Der seit April laufende Prozess gegen die beiden Antifaschisten Jo und Dy steht unmittelbar vor dem Ende: Bereits am 19. Juli werden vor dem Stuttgarter Oberlandesgericht die Plädoyers vorgetragen, und für den 22. Juli 2021 wird die Urteilsverkündung erwartet.

 Den beiden Stuttgarter Aktivisten wird vorgeworfen, am 16. Mai 2020 am Rande eines rechten „Querdenken“-Aufmarschs in eine körperliche Auseinandersetzung mit führenden Mitgliedern der faschistischen Pseudo-Gewerkschaft „Zentrum Automobil“ verwickelt gewesen zu sein. Indem sie den Vorwurf des versuchten Totschlags erhoben, benutzten die staatlichen Behörden den Vorfall im Stuttgarter Stadtteil Bad Cannstatt als Anlass, um antifaschistische Strukturen in Baden-Württemberg mit einer gewaltigen Repressionswelle zu überziehen, die sich vor allem auf die Landeshauptstadt konzentrierte. Unter Federführung der eigens gegründeten Ermittlungsgruppe „Arena“ kam es ab Sommer 2020 zu zahlreichen Hausdurchsuchungen, zahlreichen Überwachungsmaßnahmen und zwei Verhaftungen: Bereits im Rahmen einer Großrazzia am 2. Juli 2020 wurde Jo in Untersuchungshaft genommen und kam erst Mitte Januar 2021 frei; am 4. November 2020 wurde Dy verhaftet, der bis heute in Stuttgart-Stammheim festgehalten wird. Am 19. April 2021 wurde der so genannte Wasen-Prozess gegen die beiden Stuttgarter Antifaschisten eröffnet.

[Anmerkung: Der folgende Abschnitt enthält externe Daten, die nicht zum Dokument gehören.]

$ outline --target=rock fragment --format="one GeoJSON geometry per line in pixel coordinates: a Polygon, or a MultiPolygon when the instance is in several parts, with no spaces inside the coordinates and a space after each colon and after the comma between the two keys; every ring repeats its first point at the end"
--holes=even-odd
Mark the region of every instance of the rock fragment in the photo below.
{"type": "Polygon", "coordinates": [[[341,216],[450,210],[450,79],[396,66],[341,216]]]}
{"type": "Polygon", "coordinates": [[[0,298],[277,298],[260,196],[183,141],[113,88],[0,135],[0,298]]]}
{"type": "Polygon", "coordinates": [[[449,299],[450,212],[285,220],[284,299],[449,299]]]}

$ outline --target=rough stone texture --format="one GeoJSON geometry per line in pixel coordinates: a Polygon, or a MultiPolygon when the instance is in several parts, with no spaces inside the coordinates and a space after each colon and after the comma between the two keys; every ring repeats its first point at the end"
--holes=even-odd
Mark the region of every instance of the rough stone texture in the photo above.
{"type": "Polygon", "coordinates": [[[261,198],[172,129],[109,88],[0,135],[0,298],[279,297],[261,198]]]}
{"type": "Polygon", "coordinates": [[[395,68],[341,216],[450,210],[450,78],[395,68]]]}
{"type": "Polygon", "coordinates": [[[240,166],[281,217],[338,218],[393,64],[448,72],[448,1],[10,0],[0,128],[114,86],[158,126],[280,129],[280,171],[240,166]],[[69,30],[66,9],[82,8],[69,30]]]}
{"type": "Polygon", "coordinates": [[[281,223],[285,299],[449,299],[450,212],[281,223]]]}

 Nun will das Gericht den Prozess noch vor der Sommerpause zum Abschluss bringen, obwohl bisher davon ausgegangen worden war, dass auch im Herbst noch etliche Tage weiter verhandelt werden wird. Das vorzeitige Ende ist aber keineswegs ein Zugeständnis an die dürftige Beweislage. Bisher konnte die Staatsanwaltschaft außer einigen Indizien nur Zeug*innen bieten, welche die beiden Angeklagten nicht zweifelsfrei identifizieren konnten. Trotzdem wird davon ausgegangen, dass das Stuttgarter Oberlandesgericht Haftstrafen gegen Jo und Dy verhängen wird, denn der unbedingte Verfolgungswille der baden-württembergischen Repressionsorgane gegen Antifaschist*innen ist berüchtigt: Neben der breiten Repressionswelle durch die Ermittlungsgruppe „Arena“, der extrem langen Untersuchungshaft gegen die beiden beschuldigten Genossen und dem offensichtlich politisch motivierten Prozess gibt es schon seit Jahren immer wieder staatliche Angriffe gegen Linke. Regelmäßig kommt es in Stuttgart zu massiven Polizei- und Justizmaßnahmen vor allem gegen Antifaschist*innen, und nicht selten werden vor Gericht Bewährungs- oder Haftstrafen verhängt. Ein besonders bekannter Fall ist der von Findus, der wegen seines entschlossenen Engagements gegen rechte Umtriebe zu zweieinhalb Jahren Gefängnis verurteilt wurde und am 19. Juli 2021 seine Haft antreten muss.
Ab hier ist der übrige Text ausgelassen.